Sun 1st June 2008
Following an increasing trend here on ninehertz, I shall undertake my first review in oooh, donkeys, by attempting to write it while becoming more and more drunk on wine.
I admit to being familiar with Pilgrim Fathers before buying, yes buying, this CD, having seen them play a couple of times in Sheffield. Their live show was, and probably still is fairly awe-inspiring. I can't think of an easy way of describing them to the uninitiated. They're heavy, but there's more there. The usual contemporary metal comparisons apply to sections of this album but few are repeated through the disc and aren't worth mentioning for the bereft time they might seem relevant. First track, 'Ballad of the Trojan Elephant' is an excellent example, moving from section, never repeating and drifting effortlessly between crushing heavy and chilled out bliss. It's one of the reasons there's an unusually small amount of music nerd music description in this review; I'd be here all day. It would be easy to sum up the overall sound but there's too much going on for me to do so as it wouldn't be doing the band justice.
Despite the judicious use of keyboards/samplers and vocal effects, I'm loathe to use the obvious term of 'Space rock' to describe what's going on here. There might be a definite psychedelic influence running throughout, but if other bands that tried this used synth swells and samples instead of the overused Hammond organ then they might be able to sound a fraction as innovative as what's going on here.
While we're on the subject, I'd like to heap praise on Dan Gardner, sample/keys man, last seen sat on the floor of every venue I've seen them play, Schroeder style, hunched over his keyboard, adding whole other dimensions to Pilgrim Fathers songs with Neurosis-esque ambiance and effect. I'd also like to take the opportunity to offer him a permanent spot in Flatlands, should Pilgrim Fathers not work out for any reason. I don't have to check with the rest of the band because I'm fit.

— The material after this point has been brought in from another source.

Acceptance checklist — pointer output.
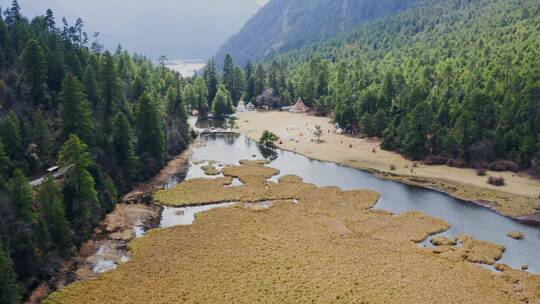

Any initial worries about whether the band's live energy would transfer onto disc has been truly erased. I bought this album on a bit of a 'support the local music scene' whim and was expecting to like but not love it. However, this is a great album, and from someone who seldom listens to metal at home that's as high a praise as I can give it. 'Short Circular Walks....' has also been given precious space on my meagre 1Gb MP3 player, causing the erasing of Envy's 'Insomniac Doze' album. There's something for everyone here, balls-out heavy, beautiful post rock, cutting edge metal, old school Kyuss inspired stoner and rock and roll boogie. There's something for every metal fan on here and it's albums like this that make me very, very angry bands like Trivium are still going.